Há cerca de um mês surgiram fotos-espia de algo que parecia ser um Audi R8 LMS GT2 de corrida rodando em vias públicas. A cena era curiosa, mas a leitura fazia sentido: aquele protótipo de testes parecia ser o último e mais extremo “suspiro” do R8 antes do fim da produção, previsto para este ano.
A aposta estava certa… com uma diferença importante. O capítulo final do R8 não saiu da Audi, e sim da preparadora alemã ABT Sportsline. O resultado atende pelo nome de ABT XGT.
Dito sem rodeios: o XGT é, na prática, um carro de competição com placas.
Origem do ABT XGT: do Audi R8 LMS GT2 para as ruas
O ponto de partida é exatamente o Audi R8 LMS GT2 que a ABT utiliza em parceria com a Scherer Sport. Depois de uma corrida bem-sucedida, os principais responsáveis das duas empresas decidiram encarar a ideia de levar o carro das pistas para a estrada - uma missão especialmente complicada por causa das exigências de homologação.
Para viabilizar o projeto, foram necessárias mais de 40 aprovações individuais de certificação, trabalho que exigiu engenheiros das duas companhias para tornar tudo possível.
O que mudou?
Visual e aerodinâmica
Por fora, as diferenças em relação ao R8 LMS GT2 são mínimas, como mostram as imagens. Basicamente, entraram os suportes para as placas e pouco além disso.
Motor, câmbio e números
O conjunto mecânico segue o mesmo: V10 de 5,2 l aspirado, entregando 640 cv às 8000 rpm, exatamente como no R8 LMS GT2, e com tração apenas traseira (por meio de um câmbio de dupla embreagem de sete marchas).
Ele também pesa menos do que qualquer outro R8: 1450 kg. A ABT não divulgou dados de aceleração, mas anuncia 310 km/h para o XGT.
Interior, comandos e homologação para uso diário
Na cabine, as mudanças aparecem um pouco mais, ainda que não sejam muitas. A configuração da consola central mantém o mesmo desenho, e o volante é praticamente idêntico.

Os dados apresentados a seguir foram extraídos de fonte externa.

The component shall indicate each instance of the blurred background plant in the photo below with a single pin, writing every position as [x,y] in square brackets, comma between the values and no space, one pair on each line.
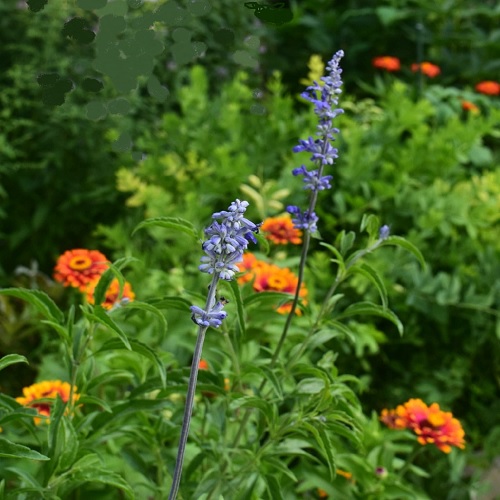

As alterações se concentram no novo painel de instrumentos, mais adequado ao uso em estrada. Além disso, entraram itens necessários para o dia a dia, como freio de estacionamento, imobilizador, travamento central e até uma câmera traseira para auxílio em manobras.
Também houve adaptação de vários comandos, incluindo ajuste elétrico dos retrovisores, ar-condicionado e até o acionamento das setas.
Na parte mais técnica, a lista inclui um novo gerenciamento térmico, um software dedicado e o sistema de diagnóstico do carro. E, naturalmente, o escapamento precisou ser revisto para atender aos limites de ruído exigidos para circulação em vias públicas.
Mesmo com todas essas intervenções, tudo foi feito com alto nível de cuidado, sempre com a meta de manter a experiência de um carro de corrida.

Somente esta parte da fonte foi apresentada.